Epigraphic museum - Cathedral museums
Entrance fee
Euro 3,00
Reduced ticket Euro 2,00 (students up to 25 years old, people over 65 years old, groups of more than 20 persons, persons of religious orders)
Free entrance: children up to 5 years old, disabled persons and their chaperon, tour guides and interpreters, teachers leading classes, Amei (Museums' Friends Association) associated.
Guided tours
Guided tours must be previously booked, for information pls contact Modenatur 059/220022 or Associazione Arianna 3348518717
The Lapidary Museum of the cathedral preserves 150 works among which sculptures and architectural fragments, all originating from the cathedral and dateable between the 6th and 15th century.
The works were moved several times during the course of the first half of the 20th century until Roberto Salvini, the then curator, in 1956 promoted rearrangement and fitting out in a hall near the present one, subsequently revealed as too cramped.
The route of the visit starts from the section dedicated to reutilisation, which holds the marbles of Roman Age reused in various different ways during the construction of the Roman cathedral. It then continues on the wall in front of the entrance with a series of stone fragments adorned with the typical upper-medieval decorative repertoire of bands, originating from the buildings that came before the current Roman cathedral, also these often reutilised during the construction of the latter.
Next to the fragments is the Arch of San Geminiano, a magnificent marble embedding, placed - maybe already in the Roman Age - above the sarcophagus of the saint, transformed into an altar and removed in the second half of the 19th century.
In the second hall the findings of the Roman Age are exhibited with some reliefs produced by the great workshop of Wiligelmo, like for example, the column-bearing lion originating from the Porta dei Principi and others attributable to the Campionese Masters, a famous family of builders and sculptors from Como Lake, to whom the work of the cathedral was entrusted from the end of the 12th century to the beginning of the 14th century.
The hall is dominated by a series of eight "metopes", large sculptures bearing unusual images of monstrous and fantastic creatures - originally positioned outside the cathedral - on the tops of the diaphragm arches of the central nave, where they are now copies reproduced in 1948 by the sculptor Benito Boccolari.

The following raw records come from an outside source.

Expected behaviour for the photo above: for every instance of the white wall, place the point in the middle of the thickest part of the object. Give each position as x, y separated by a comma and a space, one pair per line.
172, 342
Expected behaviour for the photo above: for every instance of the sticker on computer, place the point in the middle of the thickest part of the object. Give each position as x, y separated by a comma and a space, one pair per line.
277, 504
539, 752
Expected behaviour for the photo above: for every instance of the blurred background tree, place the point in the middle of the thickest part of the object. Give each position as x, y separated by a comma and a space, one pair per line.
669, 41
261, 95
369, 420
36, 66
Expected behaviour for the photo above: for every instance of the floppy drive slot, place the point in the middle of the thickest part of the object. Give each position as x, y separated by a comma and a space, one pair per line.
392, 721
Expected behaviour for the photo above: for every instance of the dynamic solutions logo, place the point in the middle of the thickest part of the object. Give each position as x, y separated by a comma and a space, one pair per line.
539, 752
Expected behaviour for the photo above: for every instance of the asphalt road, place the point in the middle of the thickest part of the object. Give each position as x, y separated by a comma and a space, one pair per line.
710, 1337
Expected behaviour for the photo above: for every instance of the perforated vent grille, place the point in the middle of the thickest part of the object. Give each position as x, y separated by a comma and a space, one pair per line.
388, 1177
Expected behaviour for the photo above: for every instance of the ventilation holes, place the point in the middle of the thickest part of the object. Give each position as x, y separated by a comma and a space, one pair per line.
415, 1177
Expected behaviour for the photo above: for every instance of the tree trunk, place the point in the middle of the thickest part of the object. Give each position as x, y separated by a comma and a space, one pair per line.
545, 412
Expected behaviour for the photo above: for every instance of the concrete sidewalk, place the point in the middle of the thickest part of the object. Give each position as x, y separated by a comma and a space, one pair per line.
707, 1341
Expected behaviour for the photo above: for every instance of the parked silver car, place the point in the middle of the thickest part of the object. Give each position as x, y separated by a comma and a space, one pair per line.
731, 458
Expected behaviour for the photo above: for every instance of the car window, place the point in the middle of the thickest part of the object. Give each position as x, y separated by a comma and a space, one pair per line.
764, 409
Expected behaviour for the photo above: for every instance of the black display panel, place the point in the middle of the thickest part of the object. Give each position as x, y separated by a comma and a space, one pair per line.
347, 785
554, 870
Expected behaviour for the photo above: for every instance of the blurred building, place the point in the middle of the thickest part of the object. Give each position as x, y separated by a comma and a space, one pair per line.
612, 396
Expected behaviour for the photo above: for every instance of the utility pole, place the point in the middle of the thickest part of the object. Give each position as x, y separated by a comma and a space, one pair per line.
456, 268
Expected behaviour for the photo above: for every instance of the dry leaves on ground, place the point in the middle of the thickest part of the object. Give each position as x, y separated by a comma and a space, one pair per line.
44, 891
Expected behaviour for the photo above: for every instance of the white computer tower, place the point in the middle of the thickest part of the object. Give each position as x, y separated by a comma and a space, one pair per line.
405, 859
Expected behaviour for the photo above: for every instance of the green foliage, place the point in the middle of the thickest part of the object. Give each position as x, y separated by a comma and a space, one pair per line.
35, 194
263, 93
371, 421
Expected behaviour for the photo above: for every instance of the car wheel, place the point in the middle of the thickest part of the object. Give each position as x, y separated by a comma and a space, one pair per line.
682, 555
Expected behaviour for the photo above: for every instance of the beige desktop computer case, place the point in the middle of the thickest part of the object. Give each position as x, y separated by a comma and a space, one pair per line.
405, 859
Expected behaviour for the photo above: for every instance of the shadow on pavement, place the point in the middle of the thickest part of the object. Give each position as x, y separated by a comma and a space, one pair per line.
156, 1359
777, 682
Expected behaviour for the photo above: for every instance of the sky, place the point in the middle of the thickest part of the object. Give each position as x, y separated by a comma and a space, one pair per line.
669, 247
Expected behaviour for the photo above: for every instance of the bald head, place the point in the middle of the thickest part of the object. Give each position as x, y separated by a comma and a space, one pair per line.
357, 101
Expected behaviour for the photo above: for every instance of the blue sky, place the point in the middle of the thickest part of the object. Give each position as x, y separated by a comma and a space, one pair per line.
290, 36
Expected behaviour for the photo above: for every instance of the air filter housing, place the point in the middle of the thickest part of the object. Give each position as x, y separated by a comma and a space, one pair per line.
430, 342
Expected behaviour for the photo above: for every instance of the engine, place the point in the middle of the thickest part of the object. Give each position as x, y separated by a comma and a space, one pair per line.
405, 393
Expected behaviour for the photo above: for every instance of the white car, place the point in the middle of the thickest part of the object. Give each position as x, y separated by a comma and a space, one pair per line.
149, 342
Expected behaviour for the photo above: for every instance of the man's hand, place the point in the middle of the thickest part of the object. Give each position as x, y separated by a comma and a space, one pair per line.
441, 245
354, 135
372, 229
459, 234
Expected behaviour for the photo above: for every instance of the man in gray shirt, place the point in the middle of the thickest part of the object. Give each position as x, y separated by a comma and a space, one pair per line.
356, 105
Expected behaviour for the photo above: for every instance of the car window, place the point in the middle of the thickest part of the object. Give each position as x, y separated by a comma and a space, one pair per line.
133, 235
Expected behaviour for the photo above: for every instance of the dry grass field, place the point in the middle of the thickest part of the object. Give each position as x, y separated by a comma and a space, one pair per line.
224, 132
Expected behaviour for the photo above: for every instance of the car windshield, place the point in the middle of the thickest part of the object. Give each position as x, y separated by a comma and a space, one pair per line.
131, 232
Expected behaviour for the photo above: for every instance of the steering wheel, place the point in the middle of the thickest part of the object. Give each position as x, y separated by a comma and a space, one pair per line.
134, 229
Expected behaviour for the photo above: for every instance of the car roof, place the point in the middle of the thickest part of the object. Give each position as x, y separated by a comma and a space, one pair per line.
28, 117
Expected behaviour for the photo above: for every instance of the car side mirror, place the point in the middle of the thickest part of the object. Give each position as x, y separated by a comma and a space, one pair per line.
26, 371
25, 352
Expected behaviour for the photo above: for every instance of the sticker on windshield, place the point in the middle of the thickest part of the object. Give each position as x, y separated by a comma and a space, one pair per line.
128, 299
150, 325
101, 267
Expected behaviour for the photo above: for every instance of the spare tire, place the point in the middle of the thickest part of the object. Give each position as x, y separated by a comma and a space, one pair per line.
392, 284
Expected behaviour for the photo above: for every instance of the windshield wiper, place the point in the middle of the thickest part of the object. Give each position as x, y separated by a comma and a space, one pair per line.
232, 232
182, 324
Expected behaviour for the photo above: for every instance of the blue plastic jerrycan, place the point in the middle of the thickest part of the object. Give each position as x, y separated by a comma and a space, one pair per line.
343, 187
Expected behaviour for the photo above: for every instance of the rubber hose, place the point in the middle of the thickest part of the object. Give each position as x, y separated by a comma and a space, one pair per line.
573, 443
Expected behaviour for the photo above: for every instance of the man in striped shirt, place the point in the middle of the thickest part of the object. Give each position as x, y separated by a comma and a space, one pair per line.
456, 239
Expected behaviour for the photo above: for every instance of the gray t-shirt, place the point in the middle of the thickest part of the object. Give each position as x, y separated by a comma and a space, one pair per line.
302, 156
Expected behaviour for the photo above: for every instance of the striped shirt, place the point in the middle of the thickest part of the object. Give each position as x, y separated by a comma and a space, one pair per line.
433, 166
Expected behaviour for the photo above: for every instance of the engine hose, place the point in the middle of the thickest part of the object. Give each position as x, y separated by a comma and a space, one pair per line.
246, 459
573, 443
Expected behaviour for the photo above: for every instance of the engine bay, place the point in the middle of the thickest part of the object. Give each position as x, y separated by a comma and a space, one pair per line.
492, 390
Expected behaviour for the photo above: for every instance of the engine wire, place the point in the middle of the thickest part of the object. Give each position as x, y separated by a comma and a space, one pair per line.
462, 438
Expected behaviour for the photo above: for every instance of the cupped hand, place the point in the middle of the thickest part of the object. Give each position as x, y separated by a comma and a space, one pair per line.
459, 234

The route ends with the section of works of the Modern Age, among which some reliefs originating from the destroyed side chapels of the cathedral, and with the inscriptions which constitute an epigraphic corpus of great importance for the history of the Modenese cathedral.
40 audio guides in Italian, English, French, German and Spanish, illustrating the Cathedral, Ghirlandina and Piazza Grande, and also the historical rooms of the Palazzo Comunale and the Duomo Museum, can be rent, accompanied by a folding leaflet with maps of Monuments, at Duomo Museum or at the Tourist Information Office at a price of € 4.00 (two audio guides for the special price of € 6.00).